South Africa’s Competition Appeal Court has ruled that Harmony Gold (HMY-N) cannot use any Gold Fields (GFI-N) shares acquired under its early settlement offer to vote on the latter company’s plan to merge its international assets with those of Iamgold (IMG-T).

In its ruling, handed down on the final day of the first phase of Harmony’s two-pronged takeover bid, the court found that Harmony’s bid qualifies as a notifiable merger for competition purposes and may not proceed until its is formally approved by competition authorities.

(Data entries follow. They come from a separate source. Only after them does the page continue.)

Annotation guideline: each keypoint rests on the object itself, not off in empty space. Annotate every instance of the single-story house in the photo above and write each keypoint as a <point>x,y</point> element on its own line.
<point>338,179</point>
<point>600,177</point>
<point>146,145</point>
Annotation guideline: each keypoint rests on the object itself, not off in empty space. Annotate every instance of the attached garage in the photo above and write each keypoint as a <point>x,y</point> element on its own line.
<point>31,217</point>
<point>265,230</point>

Harmony’s offer, aimed at initially acquiring 34.9% of Gold Fields shares (just shy of a controlling interest under South African law), stands at 1.275 of its own shares for each Gold Fields share. The bid includes an automatic follow-on offer for the balance of the target’s shares, provided Gold Fields’ planned deal with Iamgold is nixed by Gold Fields shareholders at a vote slated for Dec. 7. Harmony had planned to use any acquired shares to vote against the plan, and has the backing of Russia’s Norilsk Nickel, which owns a 20% stake in Gold Fields.

"We have been vindicated. Our objective from the outset has been to protect our shareholders’ interests," said Gold Fields CEO Ian Cockerill in a prepared statement. "This ruling upholds our view that the nature of Harmony’s hostile two-stage offer was unfair and designed to evade proper regulatory scrutiny and disenfranchise the majority of our shareholders."

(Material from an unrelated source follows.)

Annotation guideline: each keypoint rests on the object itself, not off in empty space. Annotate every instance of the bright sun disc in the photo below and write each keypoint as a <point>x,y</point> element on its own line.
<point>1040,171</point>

"This is a victory for shareholder democracy. It is also a victory for South Africa and proof of the strength of its regulatory environment. We urge shareholders to reject the Harmony offer; keep their options open and not tender their shares," he added.

Harmony is considering an appeal of the judgment.

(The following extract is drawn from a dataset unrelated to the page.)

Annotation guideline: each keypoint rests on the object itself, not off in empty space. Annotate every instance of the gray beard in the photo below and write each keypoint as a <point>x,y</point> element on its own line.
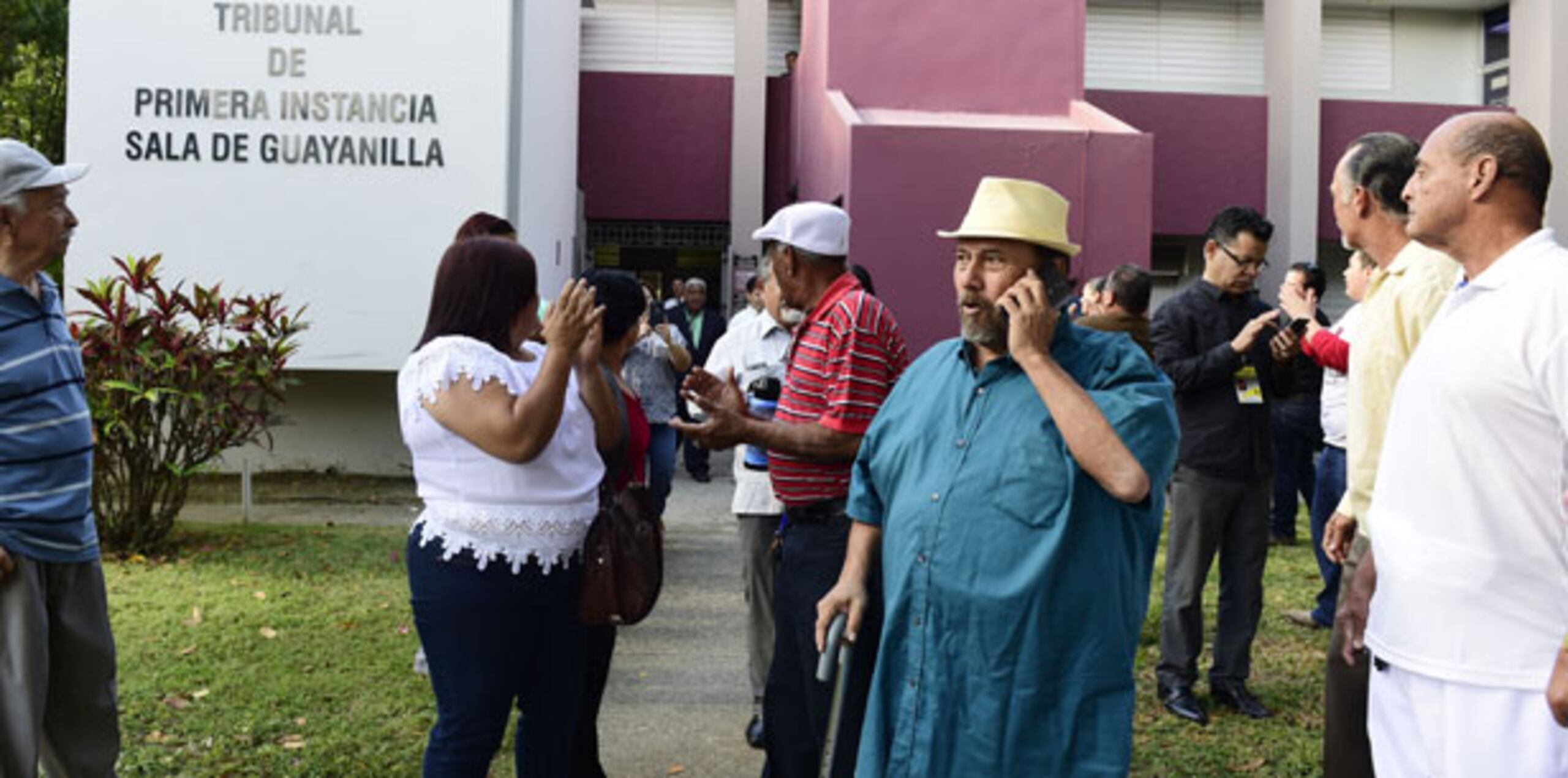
<point>985,331</point>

Meanwhile, the Supreme Court of Appeal has dismissed Gold Fields’ petition that it declare Harmony’s bid unlawful and block its implementation.

"Yet another of Gold Fields’ legal challenges to our offers has been decided in our favour," said Harmony chief executive Bernard Swanepoel. "Gold Fields has expended significant time and money on these frivolous legal and regulatory challenges in its attempts to divert shareholders’ attention from what Harmony believes are full and fair offers." We urge Gold Fields’ shareholders to accept our offer."

The exchange ratio under Harmony’s offer implies a value of US$13.46 for each Gold Fields share, based on Harmony’s closing share price in New York on Nov. 25; Gold Fields shares ended at US$14.27, with the market expecting an increased offer from Harmony. The case for that higher bid recently got a boost when Gold Fields’ independent financial advisor ABSA Bank concluded that Harmony’s offer is materially unfair to Gold Fields shareholders.

News of Gold Fields’ successful appeal sent shares in Iamgold 46, or more than 5%, higher to $9.11 in early trading in Toronto on Nov. 26.

Later on Friday, the New York Stock Exchange halted trading in Gold Fields’ shares; the halt order will remain in place until Harmony provides the exchange with preliminary figures on the number of Gold Fields shares tendered to its early acceptance offer. Harmony says it will release the results as soon as possible.Gold Fields shares continue to trade on all other markets on which it is listed.